"This is mere violence, sir." Mr. Bellingham's face was flushed, but he answered with dignity. "The law is as little to be exasperated as defied."
"I will try you in another way, then," said the Collector, recovering grip of his temper and dropping his voice to a tone of politest insolence. "It is understood that you have not the courage to do this because, seated here and administering what you call justice, you have, each one of you, an eye upon England and preferment, and you know well enough that to touch me would play the devil among the tailors with your little ambitions. I except"—with a bow towards Mr. Trask—"this gentleman, who seems to have earned his influence on your counsels by rugged force of character, And—" for here Mr. Trask, who enjoyed a dig at his colleagues, cast his eyes down and compressed a grin—"is, I should judge, capable of striking a woman for the mere fun of it." Here Mr. Bellingham and Mr. Wapshott looked demure in turn; for that Mr. Trask led his wife a dog's life was notorious.
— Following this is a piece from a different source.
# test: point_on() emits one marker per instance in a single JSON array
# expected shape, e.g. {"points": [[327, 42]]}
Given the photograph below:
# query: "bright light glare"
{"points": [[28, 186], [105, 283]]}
"—In truth, gentlemen," the Collector continued easily, "I am at some loss in addressing you, seeing that through some defect of courtesy you have omitted to wait on me, albeit informed (I believe) that I came as His Majesty's Commissioner, and that therefore I have not even the pleasure of knowing your names. I may except that of Mr. Wapshott, whom I am glad to see convalescent this morning." Here he inclined to Mr. Wapshott, whose gills under the surprised gaze of his colleagues took a perceptibly redder tinge. "Mr. Wapshott, gentlemen," explained the Collector, smiling, "had a slight attack of vertigo yesterday, on the steps of his Place of Worship. Well, sirs, as I was saying, I will try you in another way. You have not the courage to bring me to trial for assaulting your beadle. You have not even the courage, here and now, to throw me out. I believe, however, that upon a confessed breach of the law—supported by evidence, if necessary—I can force you to try me. The Clerk will correct me if I am wrong. . . . Apparently he assents. Then I desire to confess to you that yesterday, at such-and-such an hour, I broke your laws or bye-laws of Lord's Day Observance; by bathing in the sea for my pleasure. I demand trial on this charge, and, if you convict me—here you can hardly help yourselves, since to my knowledge some of you witnessed the offence—I demand my due punishment of the stocks."
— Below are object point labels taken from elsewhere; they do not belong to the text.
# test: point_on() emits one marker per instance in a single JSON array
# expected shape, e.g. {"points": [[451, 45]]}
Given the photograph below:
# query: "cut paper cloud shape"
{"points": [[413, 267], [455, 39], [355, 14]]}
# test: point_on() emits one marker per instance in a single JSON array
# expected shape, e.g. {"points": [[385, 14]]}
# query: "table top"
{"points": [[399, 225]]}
"Really—really, Captain Vyell!" hemm'd the Chief Magistrate.
"Passing over your derogatory language, I am at a loss to understand—"
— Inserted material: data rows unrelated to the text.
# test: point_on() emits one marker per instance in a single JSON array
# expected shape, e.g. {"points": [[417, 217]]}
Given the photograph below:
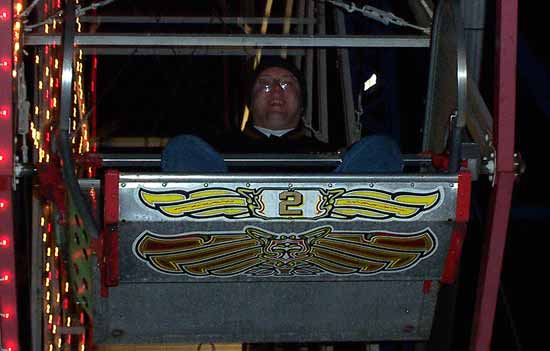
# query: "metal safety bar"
{"points": [[252, 40], [252, 160]]}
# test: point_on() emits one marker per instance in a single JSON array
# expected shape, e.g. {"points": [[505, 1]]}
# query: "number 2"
{"points": [[290, 199]]}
"Are you? Yet it is very simple. Since you reject my plea for this poor creature, I desire to share her punishment."
"Let him," snapped the mouth of Mr. Trask again, opening and shutting like a trap.
"You at any rate, sir, have sense," the Collector felicitated him and turned to the Chief Magistrate. "And you, sir, if you will oblige me, may rest assured that I shall bear the magistracy of Port Nassau no grudge whatever."
Chapter XI.
THE STOCKS.
In the end they came to a compromise. That Dame Justice should be hustled in this fashion—taken by the shoulders, so to speak, forced to catch up her robe and skip—offended the Chief Magistrate's sense of propriety. It was unseemly in the last degree, he protested. Nevertheless it appeared certain that Captain Vyell had a right to be tried and punished; and the Clerk's threat to set down the hearing for an adjourned sessions was promptly countered by the culprit's producing His Majesty's Commission, which enjoined upon all and sundry "to observe the welfare of my faithful subject, Oliver John Dinham de Courcy Vyell, now travelling on the business of this my Realm, and to further that business with all zeal and expedition as required by him"—a command which might be all the more strictly construed for being loosely worded. To be sure the Court might by dilatory process linger out the hearing of the Weights and Measures cases—one of which was being scandalously interrupted at this moment—or it might adjourn for dinner and reassemble in the afternoon, by which time the sands of Ruth Josselin's five hours' ignominy would be running out. But here Mr. Somershall had to be reckoned with. Mr. Somershall not only made it a practice to sit long at dinner and sleep after it; he invariably lost his temper if the dinner-hour were delayed; and, being deaf as well as honest, he was capable of blurting out his mind in a fashion to confound either of these disingenuous courses. As for Mr. Wapshott, the wording of the Commission had frightened him, and he wished himself at home.